【移籍専門記者】微笑みを失ったハメスがマドリー退団の準備。新天地はマンチェスターかパリ?

2016年03月22日 ジャンルカ・ディ・マルツィオ

最近ではサンチャゴ・ベルナベウでブーイングを浴びように……。

怪我で出遅れた今シーズンは、なかなか調子が上がらないハメス。代理人とメンデスと夏の移籍を検討し始めたようだ。(C)Getty Images

「マドリード暮らしは2年間で十分」
 
 もしかしたら、そんなことを頭が過ぎっているのかもしれない――。ハメス・ロドリゲスの顔からあの爽やかな微笑みが消えて久しいのだ。フットボールをプレーする愉しみは、やってきては去っていく。

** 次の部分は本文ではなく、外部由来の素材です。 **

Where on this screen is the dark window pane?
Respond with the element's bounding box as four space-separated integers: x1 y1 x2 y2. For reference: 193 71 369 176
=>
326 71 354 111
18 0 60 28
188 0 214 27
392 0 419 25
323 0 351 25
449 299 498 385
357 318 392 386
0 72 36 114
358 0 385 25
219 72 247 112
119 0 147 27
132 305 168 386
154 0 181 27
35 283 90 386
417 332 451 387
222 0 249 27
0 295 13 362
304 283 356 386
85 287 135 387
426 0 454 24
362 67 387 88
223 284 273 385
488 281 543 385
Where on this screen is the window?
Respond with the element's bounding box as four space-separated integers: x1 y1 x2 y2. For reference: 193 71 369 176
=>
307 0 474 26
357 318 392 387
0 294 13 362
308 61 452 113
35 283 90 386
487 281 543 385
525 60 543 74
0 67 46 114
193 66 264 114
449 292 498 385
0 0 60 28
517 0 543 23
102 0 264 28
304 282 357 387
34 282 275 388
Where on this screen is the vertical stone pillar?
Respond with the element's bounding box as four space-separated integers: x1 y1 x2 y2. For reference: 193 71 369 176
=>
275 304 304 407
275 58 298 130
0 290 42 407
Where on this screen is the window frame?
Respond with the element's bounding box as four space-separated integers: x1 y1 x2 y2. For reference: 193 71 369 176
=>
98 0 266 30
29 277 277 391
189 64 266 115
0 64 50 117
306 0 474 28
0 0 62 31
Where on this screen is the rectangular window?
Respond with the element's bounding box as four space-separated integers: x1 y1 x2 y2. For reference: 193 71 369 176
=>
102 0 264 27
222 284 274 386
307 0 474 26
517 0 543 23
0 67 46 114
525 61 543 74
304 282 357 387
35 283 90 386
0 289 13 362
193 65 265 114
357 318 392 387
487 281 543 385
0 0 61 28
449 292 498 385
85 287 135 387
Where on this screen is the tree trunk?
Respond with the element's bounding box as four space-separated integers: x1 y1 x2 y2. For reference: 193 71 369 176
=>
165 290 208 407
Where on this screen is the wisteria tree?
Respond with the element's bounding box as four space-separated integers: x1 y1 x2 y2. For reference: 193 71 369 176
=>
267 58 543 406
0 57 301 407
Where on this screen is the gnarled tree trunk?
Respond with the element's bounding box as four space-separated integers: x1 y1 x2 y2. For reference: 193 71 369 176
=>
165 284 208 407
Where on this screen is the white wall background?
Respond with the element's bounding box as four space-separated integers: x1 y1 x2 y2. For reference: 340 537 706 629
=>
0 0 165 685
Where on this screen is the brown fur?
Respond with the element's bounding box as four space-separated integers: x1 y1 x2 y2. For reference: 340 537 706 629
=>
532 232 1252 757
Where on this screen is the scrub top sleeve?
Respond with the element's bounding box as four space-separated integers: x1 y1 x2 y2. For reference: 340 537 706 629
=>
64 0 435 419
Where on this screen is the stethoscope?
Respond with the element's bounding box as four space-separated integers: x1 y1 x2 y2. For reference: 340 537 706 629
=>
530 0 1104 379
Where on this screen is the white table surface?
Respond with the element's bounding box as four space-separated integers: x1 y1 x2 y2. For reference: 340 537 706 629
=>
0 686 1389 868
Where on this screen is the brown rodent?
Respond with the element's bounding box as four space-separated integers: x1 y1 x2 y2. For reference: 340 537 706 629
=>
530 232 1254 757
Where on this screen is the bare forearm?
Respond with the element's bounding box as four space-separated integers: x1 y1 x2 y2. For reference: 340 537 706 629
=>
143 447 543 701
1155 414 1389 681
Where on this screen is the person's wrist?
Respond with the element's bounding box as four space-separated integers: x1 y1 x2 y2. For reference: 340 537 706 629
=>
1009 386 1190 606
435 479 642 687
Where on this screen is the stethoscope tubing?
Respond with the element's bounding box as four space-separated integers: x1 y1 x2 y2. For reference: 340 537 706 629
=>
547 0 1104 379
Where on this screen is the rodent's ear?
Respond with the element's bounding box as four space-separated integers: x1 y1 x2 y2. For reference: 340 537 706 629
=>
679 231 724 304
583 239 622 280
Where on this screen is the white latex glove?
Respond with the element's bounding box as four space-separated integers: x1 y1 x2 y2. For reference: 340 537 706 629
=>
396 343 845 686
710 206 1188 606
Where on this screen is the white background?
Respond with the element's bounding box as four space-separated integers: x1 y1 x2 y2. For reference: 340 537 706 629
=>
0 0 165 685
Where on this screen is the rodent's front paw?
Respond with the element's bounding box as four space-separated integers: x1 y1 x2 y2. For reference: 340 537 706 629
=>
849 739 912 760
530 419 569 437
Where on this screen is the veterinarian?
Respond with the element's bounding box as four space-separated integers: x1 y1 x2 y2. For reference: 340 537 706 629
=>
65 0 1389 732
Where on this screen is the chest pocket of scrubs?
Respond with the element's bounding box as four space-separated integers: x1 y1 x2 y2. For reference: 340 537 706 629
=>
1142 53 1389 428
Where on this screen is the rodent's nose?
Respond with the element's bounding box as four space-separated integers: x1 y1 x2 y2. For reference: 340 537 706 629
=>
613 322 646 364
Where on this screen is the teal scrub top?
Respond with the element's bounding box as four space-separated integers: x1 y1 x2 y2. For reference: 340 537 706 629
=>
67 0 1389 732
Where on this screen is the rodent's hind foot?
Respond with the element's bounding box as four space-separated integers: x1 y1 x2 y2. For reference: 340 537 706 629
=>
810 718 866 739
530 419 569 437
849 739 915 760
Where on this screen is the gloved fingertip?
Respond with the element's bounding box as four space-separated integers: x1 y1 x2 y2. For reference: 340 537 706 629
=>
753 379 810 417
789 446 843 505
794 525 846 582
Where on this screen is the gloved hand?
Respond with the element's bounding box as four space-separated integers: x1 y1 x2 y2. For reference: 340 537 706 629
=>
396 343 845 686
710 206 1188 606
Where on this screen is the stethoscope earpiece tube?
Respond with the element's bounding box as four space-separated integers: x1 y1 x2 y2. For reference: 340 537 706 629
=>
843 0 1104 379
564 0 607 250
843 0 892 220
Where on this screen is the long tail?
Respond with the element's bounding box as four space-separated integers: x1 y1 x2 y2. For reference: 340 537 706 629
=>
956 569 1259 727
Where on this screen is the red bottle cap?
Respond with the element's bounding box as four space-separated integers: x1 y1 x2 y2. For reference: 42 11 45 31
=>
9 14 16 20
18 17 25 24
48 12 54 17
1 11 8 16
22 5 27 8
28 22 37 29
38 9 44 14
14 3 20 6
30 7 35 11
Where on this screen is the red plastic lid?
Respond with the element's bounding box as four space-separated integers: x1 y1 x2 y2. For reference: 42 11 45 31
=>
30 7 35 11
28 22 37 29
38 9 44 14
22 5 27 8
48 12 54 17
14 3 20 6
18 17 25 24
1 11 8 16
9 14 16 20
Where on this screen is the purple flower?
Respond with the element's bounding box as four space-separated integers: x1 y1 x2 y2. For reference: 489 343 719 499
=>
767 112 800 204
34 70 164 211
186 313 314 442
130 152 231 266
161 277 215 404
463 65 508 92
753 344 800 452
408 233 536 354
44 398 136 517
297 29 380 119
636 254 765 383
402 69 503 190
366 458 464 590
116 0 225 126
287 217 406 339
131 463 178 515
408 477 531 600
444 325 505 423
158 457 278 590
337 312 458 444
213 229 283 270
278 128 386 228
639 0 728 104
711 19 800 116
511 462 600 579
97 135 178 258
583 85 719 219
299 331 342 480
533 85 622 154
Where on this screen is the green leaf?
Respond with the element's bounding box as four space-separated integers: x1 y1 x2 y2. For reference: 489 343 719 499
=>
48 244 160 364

「新たな環境と刺激を求めるのも悪くない」ということだろうか、ハメスはスーツケースに荷物を詰め込む準備に取りかかっている。
 
 カルロ・アンチェロッティの下で主役級の活躍を見せた昨シーズンと比べると、怪我の影響があったとはいえ今シーズンのパフォーマンスは極めて低調だ。
 
 ラファエル・ベニテス前監督の時代に溜まったフラストレーションは、ジネディーヌ・ジダン現監督になって以降も完全には払拭できていない。ここまでリーガ・エスパニョーラで18試合に出場して5得点・6アシスト、チャンピオンズ・リーグでは3試合で1得点。本来の能力を考えれば、いずれも物足りない。
 
 その表情は暗く、体重もオーバー気味。パッっとしないパフォーマンスに痺れを切らせたサンチャゴ・ベルナベウのマドリディスタたちからは、容赦のないブーイングの口笛が飛びはじめた。こうなると、移籍が検討材料に上ってくるのも当然の成り行きだろう。
 
 代理人のジョルジュ・メンデスもついに、ハメスのネクスト・ステージを考えはじめた。最も有力な目的地は、来シーズンからジョゼ・モウリーニョが率いることになるマンチェスター・ユナイテッド。モウリーニョはハメスを高く評価しているうえに、代理人も同じメンデスだ。
 
 もうひとつの可能性は、昨夏にメンデスが同じく顧客のアンヘル・ディ・マリアを送り込んだパリ・サンジェルマン。クラブを保有するカタールの王族たちは、文字通り大成功に終わったこのビッグディールの再現を目論んでいる。
 
 ハメスがマドリードで失った微笑みを取り戻す場所は、マンチェスターなのか、それもともパリなのか。今夏にその答が出る。
 
文:ジャンルカ・ディ・マルツィオ
翻訳:片野道郎
 
※当コラムではディ・マルツィオ氏のオフィシャルサイトにも掲載されていない『サッカーダイジェストWEB』だけの独占記事をお届けします。
 
【著者プロフィール】
Gianluca DI MARZIO(ジャンルカ・ディ・マルツィオ)/1974年3月28日、ナポリ近郊の町に生まれる。パドバ大学在学中の94年に地元のTV局でキャリアをスタートし、2004年から『スカイ・イタリア』に所属する。元プロ監督で現コメンテーターの父ジャンニを通して得た人脈を活かして幅広いネットワークを築き、「移籍マーケットの専門記者」という独自のフィールドを開拓。この分野ではイタリアの第一人者で、2013年1月にグアルディオラのバイエルン入りをスクープしてからは、他の欧州諸国でも注目を集めている。